ABI says that the digital media server market is made up of four main categories: PCs, set-top boxes, consumer electronics devices such as gaming consoles or PVRs, and Network Attached Storage (NAS) hardware. “Linux as embedded OS should take up a substantial part of the set-top box and CE market, but not the PC,” says Michael Wolf, principal analyst with ABI and author of the study. Who wants their PC to be their media center? Okay, at least not us. The logic is simple – the other two players – Apple and Microsoft will have their own proprietary systems. Apple will not share them with anyone else, of course! Microsoft would as long as you play ball with their DRM system or some other lock-in. (And they are not to be taken lightly.)
Huh? I’m confused. Anyways, I ran the statement by David Walker, a staff writer here at eHomeUpgrade, to see what his thoughts were. David responded with:
I think he may be right. Linux – as it stands now – is the dominant OS in set-top boxes and CE boxes (like TiVo). I’m not sure it will ever dominate in the PC market, no matter how good the distros get. Part of the problem – to me anyhow – is that Linux has so many distros to sort through. Mac has one OS. Microsoft, essentially, has one desktop OS (although Vista with it’s 50 versions may complicate matters).

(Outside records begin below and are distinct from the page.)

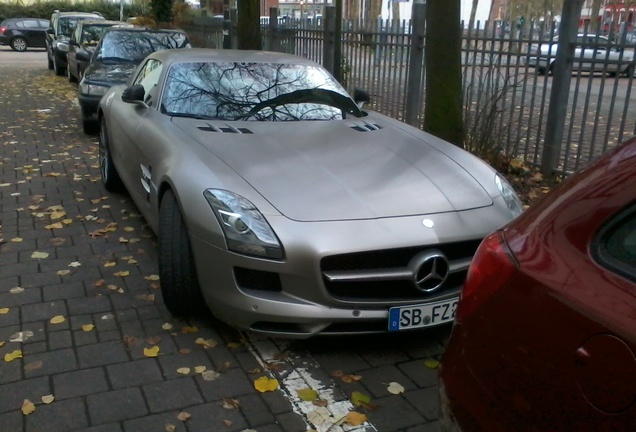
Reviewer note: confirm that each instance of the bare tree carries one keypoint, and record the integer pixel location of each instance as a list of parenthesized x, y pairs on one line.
[(443, 107)]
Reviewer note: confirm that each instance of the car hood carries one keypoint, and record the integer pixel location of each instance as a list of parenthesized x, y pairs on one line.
[(109, 73), (340, 170)]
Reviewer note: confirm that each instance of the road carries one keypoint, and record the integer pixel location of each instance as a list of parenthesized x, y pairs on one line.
[(83, 328)]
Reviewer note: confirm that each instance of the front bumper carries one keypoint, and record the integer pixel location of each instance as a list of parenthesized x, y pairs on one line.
[(88, 105), (294, 298)]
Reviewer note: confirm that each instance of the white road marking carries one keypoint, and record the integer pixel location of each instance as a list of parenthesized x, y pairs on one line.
[(320, 419)]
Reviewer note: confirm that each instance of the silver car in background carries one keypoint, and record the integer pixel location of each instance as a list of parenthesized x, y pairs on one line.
[(283, 206)]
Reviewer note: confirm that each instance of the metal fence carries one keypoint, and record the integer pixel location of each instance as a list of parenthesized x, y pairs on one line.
[(505, 95)]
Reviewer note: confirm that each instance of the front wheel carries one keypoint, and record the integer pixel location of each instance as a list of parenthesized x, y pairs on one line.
[(19, 44), (179, 284), (110, 176)]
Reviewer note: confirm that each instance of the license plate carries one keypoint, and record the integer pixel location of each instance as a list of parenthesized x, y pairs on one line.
[(426, 315)]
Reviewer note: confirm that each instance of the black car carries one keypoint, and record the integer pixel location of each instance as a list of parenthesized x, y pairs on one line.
[(82, 45), (23, 33), (57, 36), (118, 54)]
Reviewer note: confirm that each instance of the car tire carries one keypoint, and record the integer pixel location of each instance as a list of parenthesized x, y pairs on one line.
[(59, 70), (19, 44), (177, 273), (69, 74), (110, 177)]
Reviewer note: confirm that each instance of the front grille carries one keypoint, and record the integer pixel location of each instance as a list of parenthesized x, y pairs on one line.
[(384, 276)]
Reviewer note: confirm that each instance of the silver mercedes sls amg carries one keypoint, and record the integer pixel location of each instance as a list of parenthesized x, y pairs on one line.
[(283, 206)]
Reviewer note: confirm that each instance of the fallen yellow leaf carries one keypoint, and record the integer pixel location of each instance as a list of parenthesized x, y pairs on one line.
[(57, 319), (265, 384), (354, 418), (27, 407), (395, 388), (151, 352), (8, 357), (206, 343), (183, 416), (307, 394)]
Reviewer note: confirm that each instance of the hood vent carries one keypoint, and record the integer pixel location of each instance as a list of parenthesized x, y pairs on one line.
[(366, 127), (225, 129)]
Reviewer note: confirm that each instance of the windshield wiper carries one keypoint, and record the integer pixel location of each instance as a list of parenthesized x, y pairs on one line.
[(194, 116), (321, 96)]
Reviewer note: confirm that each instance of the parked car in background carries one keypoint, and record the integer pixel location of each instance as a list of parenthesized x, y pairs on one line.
[(592, 53), (545, 335), (285, 207), (118, 53), (57, 38), (23, 33), (82, 44)]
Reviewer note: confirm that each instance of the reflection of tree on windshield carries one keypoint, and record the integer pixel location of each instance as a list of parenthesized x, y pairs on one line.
[(255, 91), (135, 46)]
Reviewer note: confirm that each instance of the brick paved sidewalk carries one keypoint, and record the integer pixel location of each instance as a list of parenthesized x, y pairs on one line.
[(70, 249)]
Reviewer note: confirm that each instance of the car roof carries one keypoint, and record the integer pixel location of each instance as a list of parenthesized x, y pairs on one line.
[(85, 23), (128, 27), (90, 14), (228, 55)]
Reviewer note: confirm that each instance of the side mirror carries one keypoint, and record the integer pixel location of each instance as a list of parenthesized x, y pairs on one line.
[(361, 96), (134, 94), (82, 55)]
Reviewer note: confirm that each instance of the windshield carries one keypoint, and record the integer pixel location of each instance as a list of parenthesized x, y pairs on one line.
[(91, 34), (134, 46), (255, 91), (67, 25)]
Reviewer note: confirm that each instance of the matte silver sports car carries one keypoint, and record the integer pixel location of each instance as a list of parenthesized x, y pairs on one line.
[(283, 206)]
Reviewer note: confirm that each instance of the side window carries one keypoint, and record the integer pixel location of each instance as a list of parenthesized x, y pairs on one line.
[(149, 77), (616, 243)]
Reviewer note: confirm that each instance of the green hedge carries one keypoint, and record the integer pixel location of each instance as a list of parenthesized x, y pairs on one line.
[(44, 9)]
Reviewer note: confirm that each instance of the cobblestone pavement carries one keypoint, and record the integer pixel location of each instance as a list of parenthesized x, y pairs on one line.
[(81, 315)]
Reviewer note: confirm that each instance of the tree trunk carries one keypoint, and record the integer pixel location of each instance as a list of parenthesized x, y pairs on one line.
[(162, 11), (473, 14), (594, 22), (248, 26), (443, 99)]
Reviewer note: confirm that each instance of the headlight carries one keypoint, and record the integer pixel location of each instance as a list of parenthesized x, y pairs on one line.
[(509, 195), (245, 228), (93, 89)]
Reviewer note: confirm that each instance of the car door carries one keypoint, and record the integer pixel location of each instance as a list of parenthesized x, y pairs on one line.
[(606, 361), (138, 126)]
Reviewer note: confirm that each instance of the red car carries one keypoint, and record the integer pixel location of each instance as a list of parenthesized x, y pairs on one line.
[(545, 332)]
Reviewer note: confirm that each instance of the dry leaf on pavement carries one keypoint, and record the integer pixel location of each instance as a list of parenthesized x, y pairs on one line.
[(265, 384), (27, 407)]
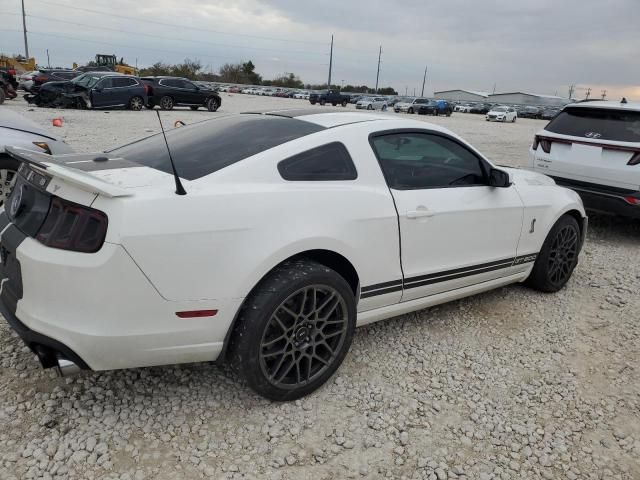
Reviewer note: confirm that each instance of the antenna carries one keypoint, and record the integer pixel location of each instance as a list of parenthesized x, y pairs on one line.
[(179, 188)]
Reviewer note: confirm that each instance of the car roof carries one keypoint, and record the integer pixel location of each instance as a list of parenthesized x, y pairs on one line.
[(632, 106), (329, 118)]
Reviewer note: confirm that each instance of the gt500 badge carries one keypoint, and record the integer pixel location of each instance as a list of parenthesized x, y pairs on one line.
[(525, 259)]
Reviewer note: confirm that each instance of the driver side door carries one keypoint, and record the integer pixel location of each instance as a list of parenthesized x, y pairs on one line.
[(455, 229)]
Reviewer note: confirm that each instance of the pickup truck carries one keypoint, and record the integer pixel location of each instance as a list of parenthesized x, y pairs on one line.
[(334, 97)]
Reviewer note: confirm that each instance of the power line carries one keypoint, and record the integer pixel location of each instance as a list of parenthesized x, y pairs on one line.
[(136, 47), (165, 24), (164, 37)]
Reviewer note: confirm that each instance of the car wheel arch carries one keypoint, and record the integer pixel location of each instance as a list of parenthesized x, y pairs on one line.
[(329, 258)]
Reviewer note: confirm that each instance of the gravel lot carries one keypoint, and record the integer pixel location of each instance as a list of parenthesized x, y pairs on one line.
[(512, 384)]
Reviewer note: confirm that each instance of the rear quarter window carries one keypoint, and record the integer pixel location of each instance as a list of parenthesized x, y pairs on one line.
[(597, 124), (206, 147), (324, 163)]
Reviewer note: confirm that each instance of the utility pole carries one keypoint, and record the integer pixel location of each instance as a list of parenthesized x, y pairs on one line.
[(378, 74), (24, 29), (424, 80), (330, 64)]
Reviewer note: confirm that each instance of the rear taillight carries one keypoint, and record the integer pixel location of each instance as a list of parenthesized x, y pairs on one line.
[(545, 143), (635, 160), (69, 226)]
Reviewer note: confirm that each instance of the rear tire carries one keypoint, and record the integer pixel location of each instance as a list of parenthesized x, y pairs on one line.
[(558, 256), (166, 103), (294, 330)]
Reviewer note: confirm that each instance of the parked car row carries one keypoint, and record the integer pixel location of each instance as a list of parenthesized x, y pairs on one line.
[(115, 90), (523, 111)]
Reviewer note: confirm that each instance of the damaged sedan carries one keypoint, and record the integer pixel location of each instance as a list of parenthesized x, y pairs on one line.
[(93, 90)]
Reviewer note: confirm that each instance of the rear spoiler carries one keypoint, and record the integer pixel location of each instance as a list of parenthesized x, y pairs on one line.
[(53, 166)]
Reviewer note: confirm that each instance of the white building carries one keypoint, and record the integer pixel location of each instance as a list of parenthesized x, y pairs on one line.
[(522, 98), (461, 95)]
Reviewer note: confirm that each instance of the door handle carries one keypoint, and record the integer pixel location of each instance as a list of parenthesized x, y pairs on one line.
[(420, 212)]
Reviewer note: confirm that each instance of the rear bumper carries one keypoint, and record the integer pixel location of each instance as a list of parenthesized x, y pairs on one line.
[(603, 199), (48, 350)]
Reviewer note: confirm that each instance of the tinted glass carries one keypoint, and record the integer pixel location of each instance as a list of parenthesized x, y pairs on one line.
[(206, 147), (328, 162), (598, 123), (418, 161), (170, 82)]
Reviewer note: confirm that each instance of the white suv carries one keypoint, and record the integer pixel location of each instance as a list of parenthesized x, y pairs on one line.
[(594, 149)]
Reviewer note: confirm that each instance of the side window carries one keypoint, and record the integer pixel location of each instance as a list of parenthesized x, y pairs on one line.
[(168, 82), (187, 85), (421, 160), (328, 162), (105, 83)]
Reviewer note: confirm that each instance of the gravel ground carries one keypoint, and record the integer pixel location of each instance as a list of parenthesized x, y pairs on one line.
[(511, 384)]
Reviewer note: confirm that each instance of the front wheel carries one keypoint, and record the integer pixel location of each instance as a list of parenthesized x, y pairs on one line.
[(166, 103), (294, 330), (136, 103), (558, 257), (212, 104)]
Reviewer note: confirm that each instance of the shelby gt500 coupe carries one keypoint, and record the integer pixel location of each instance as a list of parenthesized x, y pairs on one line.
[(263, 239)]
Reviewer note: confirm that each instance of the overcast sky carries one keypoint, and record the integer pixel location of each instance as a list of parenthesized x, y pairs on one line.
[(539, 46)]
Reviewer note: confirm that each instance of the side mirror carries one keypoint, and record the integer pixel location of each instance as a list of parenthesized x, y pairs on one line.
[(499, 178)]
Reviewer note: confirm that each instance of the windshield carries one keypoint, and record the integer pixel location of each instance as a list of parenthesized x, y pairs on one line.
[(86, 80)]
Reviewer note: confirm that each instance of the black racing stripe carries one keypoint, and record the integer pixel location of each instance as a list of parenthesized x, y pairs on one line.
[(4, 220), (422, 280), (378, 286), (383, 291), (458, 275), (458, 270), (10, 271), (521, 259)]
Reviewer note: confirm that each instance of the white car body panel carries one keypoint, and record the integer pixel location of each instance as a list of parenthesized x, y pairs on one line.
[(243, 221)]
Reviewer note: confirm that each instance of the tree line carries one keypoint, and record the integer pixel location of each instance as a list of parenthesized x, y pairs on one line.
[(245, 73)]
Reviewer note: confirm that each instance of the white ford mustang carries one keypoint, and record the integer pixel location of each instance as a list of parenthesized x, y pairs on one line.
[(295, 227)]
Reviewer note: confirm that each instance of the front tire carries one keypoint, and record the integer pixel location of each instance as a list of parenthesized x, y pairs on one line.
[(136, 103), (558, 256), (212, 104), (294, 330), (166, 103)]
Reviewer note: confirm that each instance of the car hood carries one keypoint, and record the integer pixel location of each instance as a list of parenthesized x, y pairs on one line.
[(527, 177)]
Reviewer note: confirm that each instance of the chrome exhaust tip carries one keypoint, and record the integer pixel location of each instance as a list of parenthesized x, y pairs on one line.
[(66, 368)]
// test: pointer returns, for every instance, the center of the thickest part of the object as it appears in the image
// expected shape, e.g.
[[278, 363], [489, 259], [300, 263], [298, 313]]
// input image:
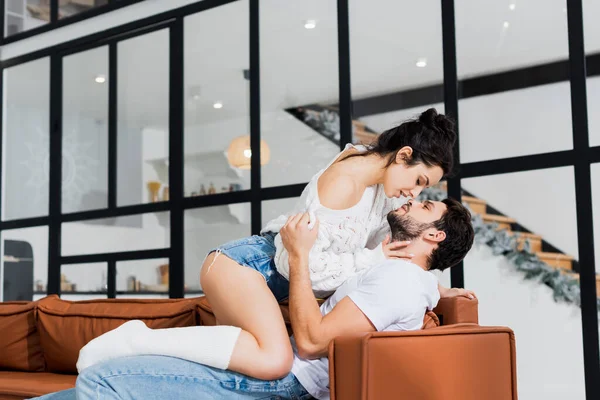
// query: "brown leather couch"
[[40, 343]]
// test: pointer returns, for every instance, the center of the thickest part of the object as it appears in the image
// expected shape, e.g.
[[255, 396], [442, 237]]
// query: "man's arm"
[[312, 331]]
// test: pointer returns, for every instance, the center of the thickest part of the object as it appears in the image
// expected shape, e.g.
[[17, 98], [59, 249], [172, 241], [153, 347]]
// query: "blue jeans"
[[258, 252], [157, 377]]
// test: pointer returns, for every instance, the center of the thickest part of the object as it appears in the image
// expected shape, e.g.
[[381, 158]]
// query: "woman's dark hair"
[[456, 222], [431, 136]]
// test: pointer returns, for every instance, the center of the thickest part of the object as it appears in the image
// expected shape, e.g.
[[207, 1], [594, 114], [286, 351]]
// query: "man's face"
[[414, 218]]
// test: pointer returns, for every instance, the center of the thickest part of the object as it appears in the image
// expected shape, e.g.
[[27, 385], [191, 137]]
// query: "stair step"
[[358, 124], [502, 221], [557, 260], [535, 241], [476, 205], [575, 275]]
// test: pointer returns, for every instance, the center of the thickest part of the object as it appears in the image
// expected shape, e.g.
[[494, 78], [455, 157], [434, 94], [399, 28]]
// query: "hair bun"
[[439, 123]]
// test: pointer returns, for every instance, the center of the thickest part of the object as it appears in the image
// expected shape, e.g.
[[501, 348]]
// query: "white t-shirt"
[[348, 241], [393, 295]]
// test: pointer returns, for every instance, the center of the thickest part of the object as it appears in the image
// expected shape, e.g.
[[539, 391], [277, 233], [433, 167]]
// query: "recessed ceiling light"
[[310, 24]]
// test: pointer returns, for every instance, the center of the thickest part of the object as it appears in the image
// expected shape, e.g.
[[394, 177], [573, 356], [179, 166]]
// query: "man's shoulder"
[[400, 274]]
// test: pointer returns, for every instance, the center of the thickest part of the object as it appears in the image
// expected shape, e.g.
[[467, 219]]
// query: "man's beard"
[[406, 228]]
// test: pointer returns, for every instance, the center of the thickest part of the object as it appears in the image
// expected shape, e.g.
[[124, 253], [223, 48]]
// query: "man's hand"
[[297, 238], [457, 292], [391, 250]]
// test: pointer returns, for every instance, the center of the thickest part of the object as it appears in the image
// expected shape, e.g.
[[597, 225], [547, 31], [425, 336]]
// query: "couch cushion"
[[20, 346], [22, 385], [430, 321], [66, 326]]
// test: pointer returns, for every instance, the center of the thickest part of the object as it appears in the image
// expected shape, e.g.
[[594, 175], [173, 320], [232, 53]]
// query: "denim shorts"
[[258, 252]]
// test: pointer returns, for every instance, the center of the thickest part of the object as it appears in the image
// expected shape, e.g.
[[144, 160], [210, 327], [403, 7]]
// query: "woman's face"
[[402, 180]]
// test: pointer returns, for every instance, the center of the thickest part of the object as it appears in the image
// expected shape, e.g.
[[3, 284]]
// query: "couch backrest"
[[47, 335], [20, 348]]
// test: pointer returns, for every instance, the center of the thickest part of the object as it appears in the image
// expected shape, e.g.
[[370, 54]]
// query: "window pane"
[[217, 125], [135, 232], [493, 37], [518, 122], [518, 290], [596, 216], [593, 93], [143, 276], [22, 15], [26, 140], [85, 131], [73, 7], [207, 228], [296, 72], [89, 278], [143, 119], [24, 264], [592, 46]]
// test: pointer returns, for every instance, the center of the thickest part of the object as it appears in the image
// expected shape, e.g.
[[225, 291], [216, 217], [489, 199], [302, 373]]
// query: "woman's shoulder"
[[339, 191]]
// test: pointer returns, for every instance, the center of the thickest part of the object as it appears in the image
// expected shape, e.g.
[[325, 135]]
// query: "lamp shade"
[[239, 153]]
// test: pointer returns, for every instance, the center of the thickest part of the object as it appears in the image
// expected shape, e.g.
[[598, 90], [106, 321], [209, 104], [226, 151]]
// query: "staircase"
[[363, 135], [561, 261]]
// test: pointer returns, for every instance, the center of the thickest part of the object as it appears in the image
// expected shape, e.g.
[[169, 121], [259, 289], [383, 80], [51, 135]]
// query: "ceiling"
[[298, 65]]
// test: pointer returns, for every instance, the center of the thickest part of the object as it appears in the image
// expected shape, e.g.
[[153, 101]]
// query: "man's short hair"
[[456, 223]]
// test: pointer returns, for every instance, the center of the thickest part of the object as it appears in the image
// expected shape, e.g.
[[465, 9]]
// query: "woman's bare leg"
[[239, 296]]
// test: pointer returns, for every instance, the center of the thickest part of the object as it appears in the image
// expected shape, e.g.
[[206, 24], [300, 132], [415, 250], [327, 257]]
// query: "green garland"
[[566, 288]]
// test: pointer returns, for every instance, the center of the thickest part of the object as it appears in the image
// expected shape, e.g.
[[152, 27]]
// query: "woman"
[[351, 198], [244, 279]]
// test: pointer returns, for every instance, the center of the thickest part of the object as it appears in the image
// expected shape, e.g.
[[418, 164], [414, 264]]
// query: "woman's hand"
[[392, 250], [297, 238]]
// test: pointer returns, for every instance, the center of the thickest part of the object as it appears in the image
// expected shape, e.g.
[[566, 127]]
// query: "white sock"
[[208, 345]]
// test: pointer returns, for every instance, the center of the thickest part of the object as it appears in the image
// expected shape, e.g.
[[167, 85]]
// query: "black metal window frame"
[[55, 22], [580, 157]]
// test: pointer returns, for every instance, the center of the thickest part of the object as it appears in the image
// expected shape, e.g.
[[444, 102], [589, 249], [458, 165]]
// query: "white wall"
[[517, 123], [102, 22]]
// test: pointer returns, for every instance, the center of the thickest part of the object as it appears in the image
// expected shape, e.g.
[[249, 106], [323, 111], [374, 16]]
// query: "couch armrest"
[[457, 310], [465, 361]]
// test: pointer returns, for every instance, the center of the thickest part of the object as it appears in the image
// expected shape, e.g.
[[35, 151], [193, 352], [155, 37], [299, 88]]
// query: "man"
[[392, 296]]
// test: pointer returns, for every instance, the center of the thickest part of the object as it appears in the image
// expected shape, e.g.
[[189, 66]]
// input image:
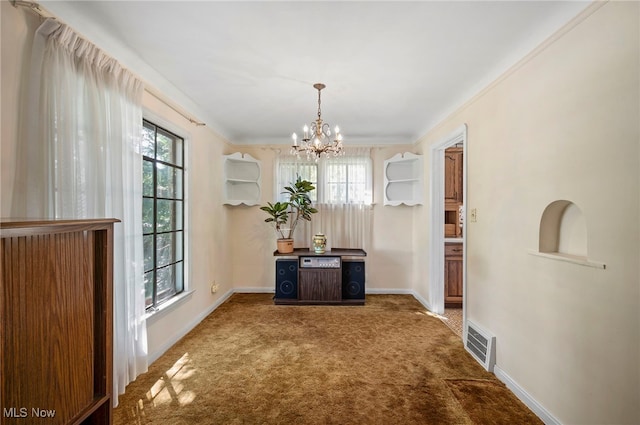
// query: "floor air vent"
[[481, 345]]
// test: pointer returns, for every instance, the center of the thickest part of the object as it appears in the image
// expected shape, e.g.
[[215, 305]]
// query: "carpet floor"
[[387, 362]]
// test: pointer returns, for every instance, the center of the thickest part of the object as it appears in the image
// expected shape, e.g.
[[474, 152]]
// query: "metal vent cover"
[[481, 345]]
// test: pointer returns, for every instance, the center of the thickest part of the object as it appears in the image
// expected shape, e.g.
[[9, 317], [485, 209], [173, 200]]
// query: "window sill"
[[157, 313], [583, 261]]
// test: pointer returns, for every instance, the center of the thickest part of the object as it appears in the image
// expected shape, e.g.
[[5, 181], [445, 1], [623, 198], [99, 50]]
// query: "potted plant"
[[286, 215]]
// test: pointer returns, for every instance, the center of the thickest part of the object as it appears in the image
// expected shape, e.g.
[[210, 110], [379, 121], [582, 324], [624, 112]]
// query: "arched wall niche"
[[563, 234], [563, 229]]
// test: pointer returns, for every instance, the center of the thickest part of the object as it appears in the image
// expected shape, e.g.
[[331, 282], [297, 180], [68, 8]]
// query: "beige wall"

However, David was also perplexed over Om’s statement: “Who wants their PC to be their media center? Okay, at least not us.” So, was Om knocking the Media Center PC concept in general? Neither of us could tell.
Anyways, I had a surprising revelation when responding to David’s comment that there are too many Linux distros to dominate. Here’s what I came back with:
It doesn’t matter how many there are… all that matters is that they have the ability to run popular Media Center apps like MythTV, Freevo, or SageTV for example. The real issue in my opinion is lack of support for HD discs, DRM playback [which isn't entirely a bad thing], and CableCARD. Other than that, Linux is golden. Wouldn’t it be a cool if a real winner in the Media Center app space came out on the Linux platform that was just as good or better than MCE that could easily be installed on *any* Linux distro? I think that’s more powerful than being stuck to one vendor’s OS.
What are your thoughts? Is the Media Center PC concept a dead fish being eaten away by “smart” networked devices, or will one vendor (i.e. Apple or Microsoft) come out on top and eventually rule the Digital Home space?